Yahoo's HotJobs site vulnerable to cross-site scripting attack

Updated on Tuesday, Oct. 28 at 11:58 a.m. EST

Internet research firm Netcraft's toolbar has detected a cross-site scripting bug in Yahoo that could be exploited to steal authentication cookies.

The flaw resides on Yahoo's HotJobs search engine site, on which hackers embedded malicious JavaScript code, Netcraft's Paul Mutton said in a blog post on Sunday.

"The script steals the authentication cookies that are sent for the Yahoo.com domain and passes them to a different website in the United States, where the attacker is harvesting stolen authentication details," Mutton wrote.

The pilfered credentials could enable the attackers access to the victims' Yahoo acounts, including email. This vulnerability is similar to another bug that affected Yahoo earlier this year, he said.

"Simply visiting the malign URLs on Yahoo.com can be enough for a victim to fall prey to the attacker, letting him steal the necessary session cookies to gain access to the victim's email — the victim does not even have to type in their username and password for the attacker to do this," Mutton wrote. "Both attacks send the victim to a blank webpage, leaving them unlikely to realize that their own account has just been compromised."

He said websites must protect cookie values. 

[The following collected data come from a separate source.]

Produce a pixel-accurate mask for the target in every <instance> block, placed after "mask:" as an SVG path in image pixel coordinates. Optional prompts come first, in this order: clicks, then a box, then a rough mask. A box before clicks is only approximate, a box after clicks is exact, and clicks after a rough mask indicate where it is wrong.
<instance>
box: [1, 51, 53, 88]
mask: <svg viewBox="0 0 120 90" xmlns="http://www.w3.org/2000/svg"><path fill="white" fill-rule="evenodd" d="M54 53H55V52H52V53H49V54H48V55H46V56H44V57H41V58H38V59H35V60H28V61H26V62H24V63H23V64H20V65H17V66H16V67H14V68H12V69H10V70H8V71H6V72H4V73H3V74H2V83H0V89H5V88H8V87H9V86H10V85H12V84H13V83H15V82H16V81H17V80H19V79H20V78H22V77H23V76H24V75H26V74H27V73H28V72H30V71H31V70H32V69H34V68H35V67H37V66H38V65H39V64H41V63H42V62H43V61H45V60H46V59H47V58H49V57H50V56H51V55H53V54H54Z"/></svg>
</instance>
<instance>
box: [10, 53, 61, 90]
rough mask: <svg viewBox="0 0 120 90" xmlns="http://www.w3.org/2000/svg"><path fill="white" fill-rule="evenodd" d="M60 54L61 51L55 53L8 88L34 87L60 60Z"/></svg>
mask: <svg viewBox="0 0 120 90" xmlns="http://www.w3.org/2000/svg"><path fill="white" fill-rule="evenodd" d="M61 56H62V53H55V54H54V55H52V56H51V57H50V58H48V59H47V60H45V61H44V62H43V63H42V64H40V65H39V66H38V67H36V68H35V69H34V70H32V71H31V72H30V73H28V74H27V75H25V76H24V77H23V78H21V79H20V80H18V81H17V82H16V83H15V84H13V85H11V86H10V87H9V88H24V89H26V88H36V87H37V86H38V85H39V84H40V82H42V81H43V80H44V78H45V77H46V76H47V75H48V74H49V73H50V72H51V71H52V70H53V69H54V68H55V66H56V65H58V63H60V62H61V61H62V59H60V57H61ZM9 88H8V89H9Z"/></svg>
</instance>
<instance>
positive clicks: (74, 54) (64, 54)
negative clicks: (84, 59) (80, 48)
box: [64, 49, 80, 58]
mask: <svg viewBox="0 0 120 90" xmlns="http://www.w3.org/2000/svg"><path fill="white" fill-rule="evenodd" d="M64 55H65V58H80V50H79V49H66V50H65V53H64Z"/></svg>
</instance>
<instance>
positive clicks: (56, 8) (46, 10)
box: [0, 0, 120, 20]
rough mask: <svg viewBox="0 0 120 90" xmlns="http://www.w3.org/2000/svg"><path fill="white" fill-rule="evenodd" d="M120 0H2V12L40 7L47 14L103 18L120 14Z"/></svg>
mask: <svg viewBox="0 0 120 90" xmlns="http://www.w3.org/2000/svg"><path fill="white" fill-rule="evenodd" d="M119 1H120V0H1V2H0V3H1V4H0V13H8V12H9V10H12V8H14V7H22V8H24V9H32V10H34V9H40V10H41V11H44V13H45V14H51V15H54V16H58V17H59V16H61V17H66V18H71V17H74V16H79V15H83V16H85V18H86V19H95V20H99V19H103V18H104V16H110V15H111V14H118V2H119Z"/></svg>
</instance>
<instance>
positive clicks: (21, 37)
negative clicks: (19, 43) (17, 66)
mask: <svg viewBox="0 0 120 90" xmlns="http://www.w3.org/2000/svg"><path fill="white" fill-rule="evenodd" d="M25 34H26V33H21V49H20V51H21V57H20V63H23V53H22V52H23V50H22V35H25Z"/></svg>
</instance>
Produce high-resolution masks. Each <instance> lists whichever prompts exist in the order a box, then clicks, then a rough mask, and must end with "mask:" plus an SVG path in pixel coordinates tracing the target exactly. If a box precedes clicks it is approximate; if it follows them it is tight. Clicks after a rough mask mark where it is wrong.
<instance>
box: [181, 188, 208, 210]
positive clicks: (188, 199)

Netcraft notified Yahoo about the flaw.

Yahoo told SCMagazineUS.com that it fixed the flaw on Sunday and recommends that users change their passwords if they are concerned.

"Users should always verify via their Sign-in Seal that they are giving their passwords to Yahoo.com," the company said in a statement. "Yahoo considers users' security as a priority and continues to take a hard look at how to effectively combat malicious behavior and protect its users."